A ball of mass 450 g hangs from a spring whose stiffness is $\mathbf{110}\mathbf{}\mathit{N}\mathbf{/}\mathit{m}$. A string is attached to the ball and you are pulling the string to the right, so that the ball hangs motionless, as shown in Figure. In this situation the spring is stretched, and its length is15 cm. What would be the relaxed length of the spring, if it were detached from the ball and laid on a table?

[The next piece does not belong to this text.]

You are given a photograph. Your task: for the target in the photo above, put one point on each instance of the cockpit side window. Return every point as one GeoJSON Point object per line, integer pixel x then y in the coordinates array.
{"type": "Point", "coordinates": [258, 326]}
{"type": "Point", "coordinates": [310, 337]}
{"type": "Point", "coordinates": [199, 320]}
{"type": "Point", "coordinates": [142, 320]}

Mass, $m=450\text{g}=0.45\text{kg}$.

Spring of stiffness, $K=110N/m$.

Draw the free body diagram as below.

The system is the ball and the surroundings are the tension force of the spring $F_T$, the pulled force by the string ${\overrightarrow{F}}_s$and the gravitational force ${\overrightarrow{F}}_g$.

Let us find the angle $\theta$which is shown in the free body diagram from the left triangle shown in the figure.

$$\begin{gathered} \sin \theta =\frac{8\text{cm}}{15\text{cm}} \\ ={\sin }^{-1}\left(0.533\right) \\ =32.2° \end{gathered}$$

The tension force $F_T$has two components ${\overrightarrow{F}}_{T,x}and{\overrightarrow{F}}_{T,y}$. The vertical forces in the x-direction are equal to each other according to the momentum principle. Therefore

$$\begin{gathered} \frac{d\overrightarrow{p}}{dt}=F_{net,y} \\ =0 \end{gathered}$$

Therefore, the net force is

$$\begin{gathered} {\overrightarrow{F}}_{net,y}={\overrightarrow{F}}_{T,y}-{\overrightarrow{F}}_g \\ {\overrightarrow{F}}_{T,y}={\overrightarrow{F}}_g \end{gathered}$$

$F_T\cos \theta =mg$ ….. (1)

Here g is the acceleration due to gravity having a value $9.8m/s^2$.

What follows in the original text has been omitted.